The valium is smuggled from outside the UAE, according to Dr Hashim.

“They crush it into a powder. We don’t know the how much is going into it and there are no studies or reports on it either,” he said. “Each case is different but what we do know is, what has been drunk is not real alcohol,” Dr Hashim said.

Charles Mallice, director of operations at ADSECC, a firm that provides security at several labour camps in Abu Dhabi, said organised criminal gangs are the biggest source of alcohol on the sites. Sometimes the alcohol has been tampered with, but in most cases it is cheap alcohol that has been smuggled in.

“[Criminals] are delivering it; they are forcing people to deliver it and they are making money out of it,” he said.

He said workers are smuggling the alcohol into the camps in plastic bottles hidden under their clothing or in taxis.

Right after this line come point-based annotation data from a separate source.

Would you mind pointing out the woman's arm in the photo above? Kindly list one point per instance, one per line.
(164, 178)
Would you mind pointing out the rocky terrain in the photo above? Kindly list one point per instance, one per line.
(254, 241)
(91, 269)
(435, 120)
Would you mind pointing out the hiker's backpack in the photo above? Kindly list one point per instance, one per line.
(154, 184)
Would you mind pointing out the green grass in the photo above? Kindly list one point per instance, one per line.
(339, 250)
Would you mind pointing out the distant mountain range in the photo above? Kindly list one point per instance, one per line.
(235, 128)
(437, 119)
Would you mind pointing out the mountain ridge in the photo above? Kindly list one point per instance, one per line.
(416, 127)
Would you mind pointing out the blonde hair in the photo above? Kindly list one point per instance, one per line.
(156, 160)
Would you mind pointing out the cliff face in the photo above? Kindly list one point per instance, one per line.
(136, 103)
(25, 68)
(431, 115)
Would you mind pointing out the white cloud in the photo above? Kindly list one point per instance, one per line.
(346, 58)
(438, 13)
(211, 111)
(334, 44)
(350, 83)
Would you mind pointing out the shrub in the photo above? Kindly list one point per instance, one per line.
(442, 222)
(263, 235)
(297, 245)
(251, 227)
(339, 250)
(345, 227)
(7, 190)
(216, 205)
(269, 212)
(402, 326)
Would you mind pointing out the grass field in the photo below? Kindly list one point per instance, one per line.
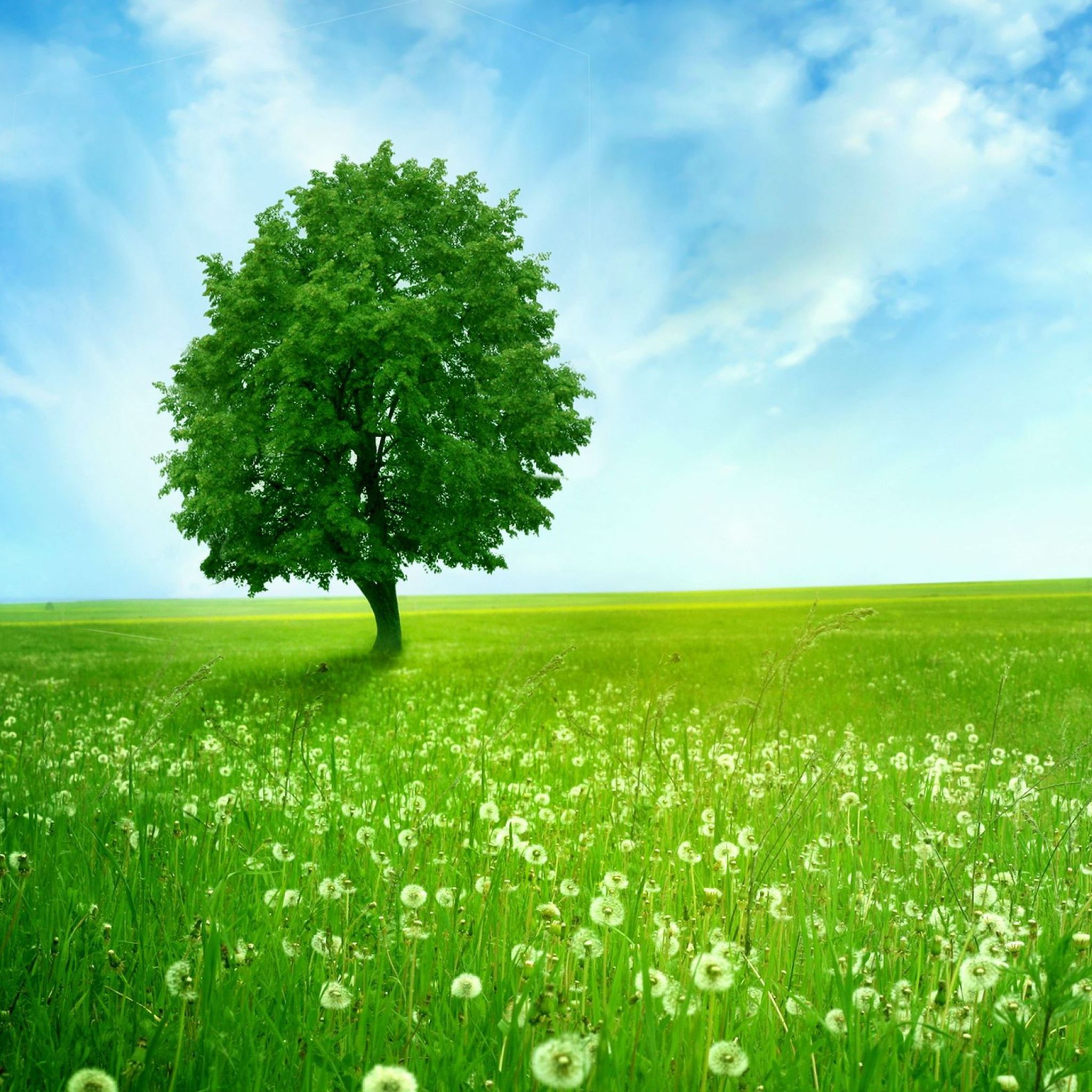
(794, 839)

“We’ve had finds of up to a 1,000 bottles at a time. We are strict on it in a lot of the camps and push it to other camps, but I’d say [the discovery of alcohol stashes are] a weekly thing. It used to be a lot more. The numbers have come down and we have sting operations where they’ll actually go out and set up these people, grab them and hand them over to the police,” Mr Mallice added.

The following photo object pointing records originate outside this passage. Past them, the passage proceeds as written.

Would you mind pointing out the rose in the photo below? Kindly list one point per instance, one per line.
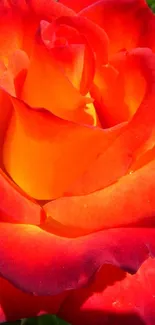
(77, 160)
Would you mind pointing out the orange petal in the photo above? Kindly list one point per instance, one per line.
(51, 89)
(116, 160)
(96, 36)
(115, 91)
(44, 154)
(77, 60)
(128, 202)
(15, 206)
(49, 9)
(124, 21)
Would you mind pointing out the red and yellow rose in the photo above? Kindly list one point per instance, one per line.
(77, 159)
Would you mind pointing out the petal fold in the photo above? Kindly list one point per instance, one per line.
(61, 263)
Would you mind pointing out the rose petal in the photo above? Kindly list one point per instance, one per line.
(51, 264)
(44, 91)
(77, 60)
(48, 10)
(10, 33)
(128, 202)
(44, 154)
(114, 298)
(115, 161)
(77, 5)
(119, 83)
(15, 206)
(29, 306)
(129, 20)
(96, 36)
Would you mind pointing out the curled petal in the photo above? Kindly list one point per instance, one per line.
(44, 154)
(61, 263)
(11, 33)
(15, 206)
(116, 160)
(49, 9)
(44, 92)
(128, 202)
(124, 21)
(114, 297)
(29, 306)
(77, 5)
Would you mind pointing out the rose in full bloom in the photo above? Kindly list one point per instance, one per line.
(77, 160)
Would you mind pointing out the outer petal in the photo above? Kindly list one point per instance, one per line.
(44, 154)
(10, 32)
(117, 159)
(15, 304)
(130, 201)
(115, 90)
(44, 92)
(124, 21)
(62, 263)
(15, 206)
(114, 298)
(49, 9)
(77, 5)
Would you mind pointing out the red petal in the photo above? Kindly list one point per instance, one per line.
(128, 202)
(114, 298)
(62, 264)
(11, 33)
(15, 304)
(77, 5)
(124, 21)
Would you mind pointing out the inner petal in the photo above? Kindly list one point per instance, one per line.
(44, 154)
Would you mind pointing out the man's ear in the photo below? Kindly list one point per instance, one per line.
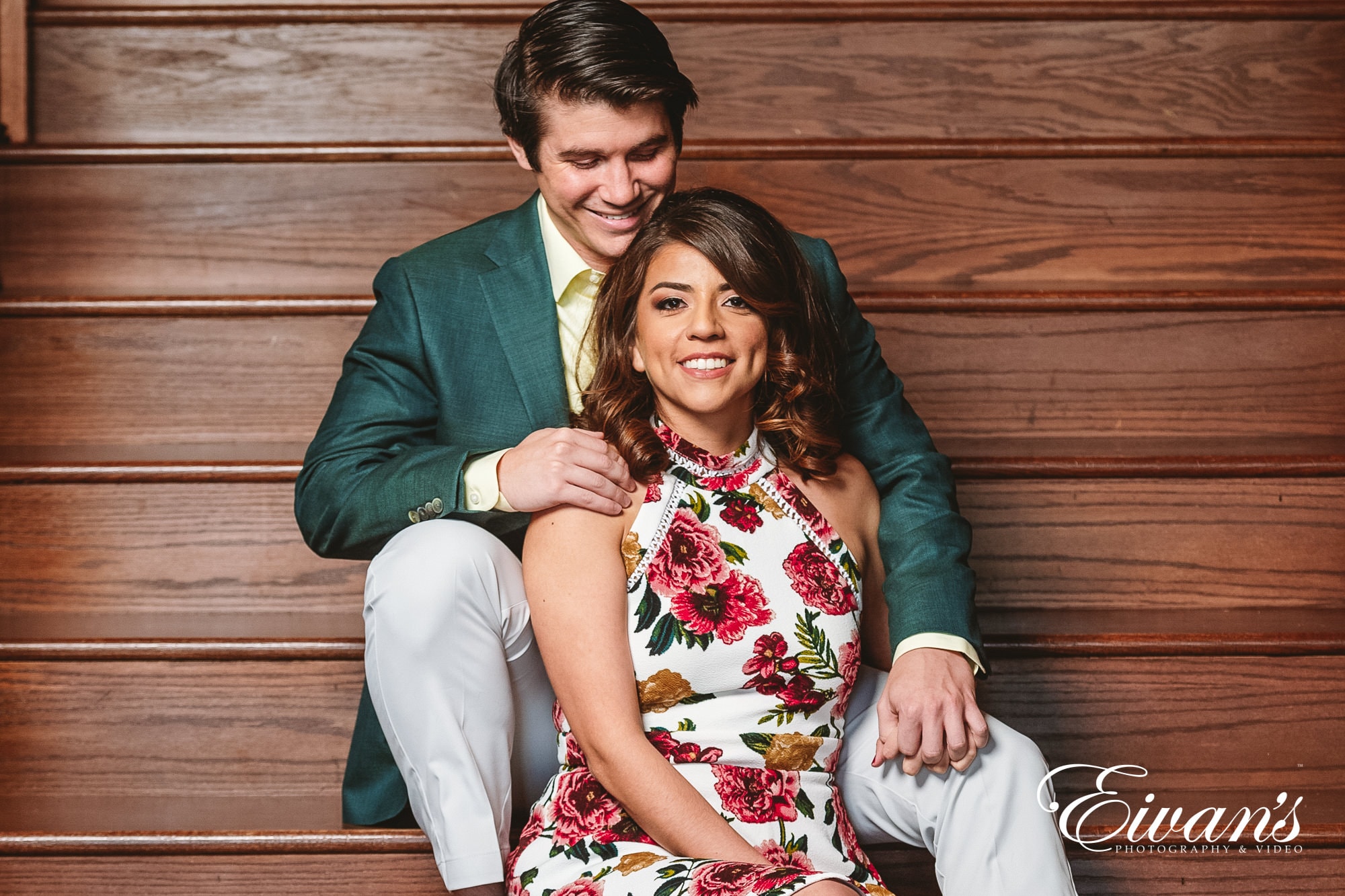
(520, 155)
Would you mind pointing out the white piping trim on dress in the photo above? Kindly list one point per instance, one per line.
(661, 530)
(810, 532)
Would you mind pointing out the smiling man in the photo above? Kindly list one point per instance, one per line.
(451, 423)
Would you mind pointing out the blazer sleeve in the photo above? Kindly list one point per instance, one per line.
(375, 459)
(923, 538)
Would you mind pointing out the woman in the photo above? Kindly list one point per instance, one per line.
(704, 643)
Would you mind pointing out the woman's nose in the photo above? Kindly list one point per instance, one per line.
(621, 189)
(705, 321)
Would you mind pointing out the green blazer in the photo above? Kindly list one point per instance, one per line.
(461, 357)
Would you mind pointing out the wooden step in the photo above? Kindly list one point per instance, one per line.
(1008, 633)
(154, 380)
(307, 76)
(115, 744)
(193, 228)
(91, 555)
(367, 872)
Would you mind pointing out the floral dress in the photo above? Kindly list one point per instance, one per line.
(744, 610)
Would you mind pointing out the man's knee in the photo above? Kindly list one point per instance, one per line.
(436, 575)
(1013, 754)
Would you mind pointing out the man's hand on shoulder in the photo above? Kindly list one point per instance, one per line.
(566, 467)
(929, 712)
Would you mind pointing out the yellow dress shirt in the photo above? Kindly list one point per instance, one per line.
(482, 481)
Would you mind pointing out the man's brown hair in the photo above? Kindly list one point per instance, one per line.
(587, 52)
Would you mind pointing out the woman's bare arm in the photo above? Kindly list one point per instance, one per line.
(849, 501)
(576, 589)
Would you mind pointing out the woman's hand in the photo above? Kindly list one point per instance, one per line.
(929, 712)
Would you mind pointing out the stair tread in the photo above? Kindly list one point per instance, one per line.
(34, 635)
(289, 455)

He added that he was aware that some people are “bootlegging” alcohol, but not in the labour camps.

“You wouldn’t want to drink it. It would drive you blind. They put in ethanol as a sweetener,” he said.

In the past, there have been cases of workers stumbling across a stash of illicit alcohol near a labour camp.

“He gets beaten up with a crowbar,” Mr Mallice said.

A spokesman for the Valley of Love, a social organisation that helps labourers in distress, said the situation would be better controlled if workers were allowed to drink legally.

“Anybody who might want a tipple, but it is not available, will do anything to get it. So if it means finding it underground in illegal ways, they’ll do it,” he said. “If they go underground, there is no legislation, and if something happens, who do you go to?”

Most labourers make Dh800 to Dh1,000 per month, but the minimum salary required to obtain an license to buy and consume alcohol is Dh3,000. “We would like to say this should not be limited to a particular bracket. They should be allowed to have it at a legal outlet where they can buy it legally.”